Il cittadino medio del Vecchio Continente farebbe bene, secondo la neo-ecologista Ursula, a pensare solo più all’auto elettrica, anche perché dal 2035, in base ad un’altra imposizione verticistica, non saranno più vendute in Europa auto nuove a benzina e diesel. Altrimenti, il suo destino, già programmato dai piani alti, sarà quello di pagare sempre di più il carburante per la propria autovettura o mezzo da lavoro. Non importa se il tapino si è progressivamente impoverito nell’ultimo decennio a causa della crisi economica globale e poi del Covid, e spesso conserva per anni la stessa automobile non tanto per sfizio, bensì per mancanza di fondi sufficienti ad acquistarne una nuova.

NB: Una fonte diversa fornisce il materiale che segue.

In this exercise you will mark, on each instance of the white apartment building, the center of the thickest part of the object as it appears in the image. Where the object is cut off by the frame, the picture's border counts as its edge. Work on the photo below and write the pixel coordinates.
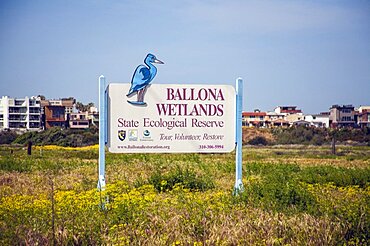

Non frega a nessuno, a cominciare da Ursula von der Leyen, se al momento le auto elettriche più sensate e competitive, in termini di autonomia ed abitabilità interna, presenti sul mercato siano ben poco abbordabili a livello di prezzo. L’Europa non è solo Germania, Francia o Italia, ma ha anche una costola orientale dove non è sempre garantita la possibilità di ricaricare un mezzo elettrico, quindi rimane difficile per ora coprire lunghe distanze e viaggiare per l’intero Continente senza l’ausilio dei tanto detestati combustibili fossili.
Ma i burocrati Ue hanno lo sguardo talmente proiettato in avanti da non accorgersi più della realtà contingente. Non vedono la concreta possibilità di costi economici enormi, ben superiori ad eventuali benefici peraltro da dimostrare, a carico dell’industria europea, dei trasporti e della cittadinanza. Dicono che il Green Deal renderà l’Europa più competitiva nel mondo, ma i due maggiori colossi economici globali, Stati Uniti e Cina, non sembrano avere una grande fretta nel giungere all’abbandono dei combustibili fossili.
L’Unione europea, così si vanta la von der Leyen, è la prima realtà del pianeta a proporre un piano ambientalista decisamente ambizioso, ma rischia di essere anche l’ultima. Quando autorità di fatto elitarie si fanno prendere dalla smania dirigistica non possono che piovere disastri, civili, economici e sociali. Concludiamo con una domanda. Non sarebbe meglio, anziché punire chi non si allinea al nuovo verbo ecologista, lasciare al mercato il potere di rendere appetibile e conveniente l’uso di energie diverse da quelle tradizionali?